Communication: Communication between players was chaotic, and misinformation spread quickly. Some players tried to cure the infected, while others made fun of deliberately spreading the disease.
Blizzard's intervention: After several days of chaos, Blizzard was forced to intervene. They did temporary server maintenance work to fix the error. The only way to stop the disease was to reset the infected characters and affected areas.

However, the fix, which made it possible to ‘export’ the disease from the instance via companions, took a few weeks. Patch 1.8 removed the option to infect with Corrupted Blood companions and thus the possibility to spread the disease.
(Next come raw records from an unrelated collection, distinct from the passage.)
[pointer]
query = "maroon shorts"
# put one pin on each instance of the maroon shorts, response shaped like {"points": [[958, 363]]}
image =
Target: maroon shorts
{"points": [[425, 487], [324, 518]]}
Real Lessons from a Virtual Epidemic

The blood disease was not only a notable event in the gaming world, but also attracted the attention of scientists. Epidemiologists used players' behavior to simulate and understand the spread of disease in the real world.

Human behaviour: The disease showed how people behave in a crisis: Some act altruistically and try to help, while others act out of pure self-interest or even maliciously.
Information flows: The rapid spread of misinformation, but also helpful advice, was an important point for researchers. They were able to investigate how rumors spread in a dense population.
Quarantine measures: The failure of voluntary quarantines in the game world showed how difficult it is to enforce such measures without state authority.

The Plague of blood from World of Warcraft To this day, it is a fascinating example of how a virtual world can map the complex dynamics of the real world. It is a milestone in the history of online games and a disturbing and at the same time educational reminder of the power of epidemics, whether digital or real.

Sun-Tsu, today as a blue teamer at the start of course also this week has a wisdom to print out: Study your opponent's psychology: Cybercriminals often follow predictable patterns. By studying their motivations and methods, you can anticipate their next traits and take proactive defenses.